Particke F, Kolbenschlag R, Hiller M, Patino-Studencki L, Thielecke J (2017)
Publication Language: English
Publication Type: Conference contribution, Conference Contribution
Publication year: 2017
Book Volume: 261
Pages Range: 012005
Journal Issue: 1
URI: http://stacks.iop.org/1757-899X/261/i=1/a=012005
DOI: 10.1088/1757-899X/261/1/012005
Industry 4.0 is one of the most formative terms in current times. Subject of research are particularly smart and autonomous mobile platforms, which enormously lighten the workload and optimize production processes.

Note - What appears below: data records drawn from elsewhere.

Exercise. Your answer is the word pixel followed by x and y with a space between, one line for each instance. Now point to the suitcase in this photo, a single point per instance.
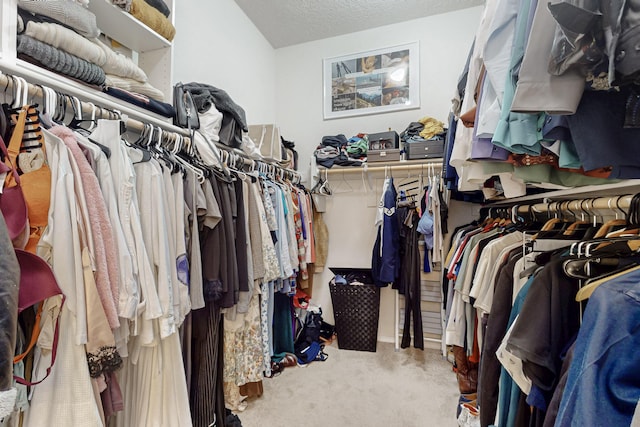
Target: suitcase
pixel 392 155
pixel 429 149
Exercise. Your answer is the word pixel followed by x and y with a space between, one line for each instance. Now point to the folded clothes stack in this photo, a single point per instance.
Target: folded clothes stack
pixel 334 151
pixel 153 18
pixel 59 61
pixel 67 32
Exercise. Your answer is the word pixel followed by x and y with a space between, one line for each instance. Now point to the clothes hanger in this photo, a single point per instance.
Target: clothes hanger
pixel 591 285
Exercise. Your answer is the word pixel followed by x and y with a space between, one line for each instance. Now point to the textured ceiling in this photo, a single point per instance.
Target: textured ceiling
pixel 289 22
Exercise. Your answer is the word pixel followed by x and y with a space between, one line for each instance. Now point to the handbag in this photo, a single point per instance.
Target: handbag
pixel 37 283
pixel 230 131
pixel 12 203
pixel 267 139
pixel 186 111
pixel 35 183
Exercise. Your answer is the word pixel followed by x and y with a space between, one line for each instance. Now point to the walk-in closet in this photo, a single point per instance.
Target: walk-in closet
pixel 364 213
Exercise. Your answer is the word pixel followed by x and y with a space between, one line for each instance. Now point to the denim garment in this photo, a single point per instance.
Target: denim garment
pixel 517 132
pixel 142 101
pixel 603 385
pixel 509 391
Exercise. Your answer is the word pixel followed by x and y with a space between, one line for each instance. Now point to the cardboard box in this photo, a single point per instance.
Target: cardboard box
pixel 392 155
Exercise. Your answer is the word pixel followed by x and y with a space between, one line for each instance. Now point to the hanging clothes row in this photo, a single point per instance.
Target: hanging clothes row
pixel 174 266
pixel 414 212
pixel 528 348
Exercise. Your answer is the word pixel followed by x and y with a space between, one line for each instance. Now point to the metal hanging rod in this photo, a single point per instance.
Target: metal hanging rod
pixel 419 165
pixel 89 99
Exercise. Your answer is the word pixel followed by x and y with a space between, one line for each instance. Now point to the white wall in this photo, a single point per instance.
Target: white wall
pixel 444 43
pixel 217 44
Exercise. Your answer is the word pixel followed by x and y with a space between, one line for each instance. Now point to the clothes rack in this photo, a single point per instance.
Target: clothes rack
pixel 92 106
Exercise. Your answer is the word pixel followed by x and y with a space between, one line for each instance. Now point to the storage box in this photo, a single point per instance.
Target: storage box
pixel 392 155
pixel 356 310
pixel 429 149
pixel 383 140
pixel 267 140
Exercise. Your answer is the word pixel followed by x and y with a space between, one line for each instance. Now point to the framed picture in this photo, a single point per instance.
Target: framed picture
pixel 375 81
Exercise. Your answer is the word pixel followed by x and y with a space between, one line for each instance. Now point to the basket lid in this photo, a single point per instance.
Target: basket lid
pixel 362 275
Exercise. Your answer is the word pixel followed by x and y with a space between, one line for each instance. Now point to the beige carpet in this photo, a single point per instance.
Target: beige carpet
pixel 408 388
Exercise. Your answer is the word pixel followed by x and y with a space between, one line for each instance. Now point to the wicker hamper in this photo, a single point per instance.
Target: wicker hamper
pixel 356 311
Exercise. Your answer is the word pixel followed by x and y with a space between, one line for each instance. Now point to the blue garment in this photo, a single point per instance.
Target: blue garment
pixel 509 390
pixel 450 174
pixel 385 262
pixel 517 132
pixel 603 384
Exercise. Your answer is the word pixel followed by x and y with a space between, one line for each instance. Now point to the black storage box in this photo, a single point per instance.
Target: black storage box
pixel 383 140
pixel 356 309
pixel 392 155
pixel 428 149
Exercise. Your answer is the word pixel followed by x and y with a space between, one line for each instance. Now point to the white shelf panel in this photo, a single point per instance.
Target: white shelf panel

In order to interact with humans, the platforms need an in-depth knowledge of the environment. Hence, it is required to detect a variety of static and non-static objects. Goal of this paper is to propose an accurate and real-time capable object detection and localization approach for the use on mobile platforms. A method is introduced to use the powerful detection capabilities of a neural network for the localization of objects. Therefore, detection information of a neural network is combined with depth information from a RGB-D camera, which is mounted on a mobile platform. As detection network, YOLO Version 2 (YOLOv2) is used on a mobile robot. In order to find the detected object in the depth image, the bounding boxes, predicted by YOLOv2, are mapped to the corresponding regions in the depth image. This provides a powerful and extremely fast approach for establishing a real-time-capable Object Locator. In the evaluation part, the localization approach turns out to be very accurate. Nevertheless, it is dependent on the detected object itself and some additional parameters, which are analysed in this paper.
APA:
Particke, F., Kolbenschlag, R., Hiller, M., Patino-Studencki, L., & Thielecke, J. (2017). Deep Learning for Real-Time Capable Object Detection and Localization on Mobile Platforms. In Proceedings of the AIAAT 2017 (pp. 012005). Hawaii, US.
MLA:
Particke, Florian, et al. "Deep Learning for Real-Time Capable Object Detection and Localization on Mobile Platforms." Proceedings of the AIAAT 2017, Hawaii 2017. 012005.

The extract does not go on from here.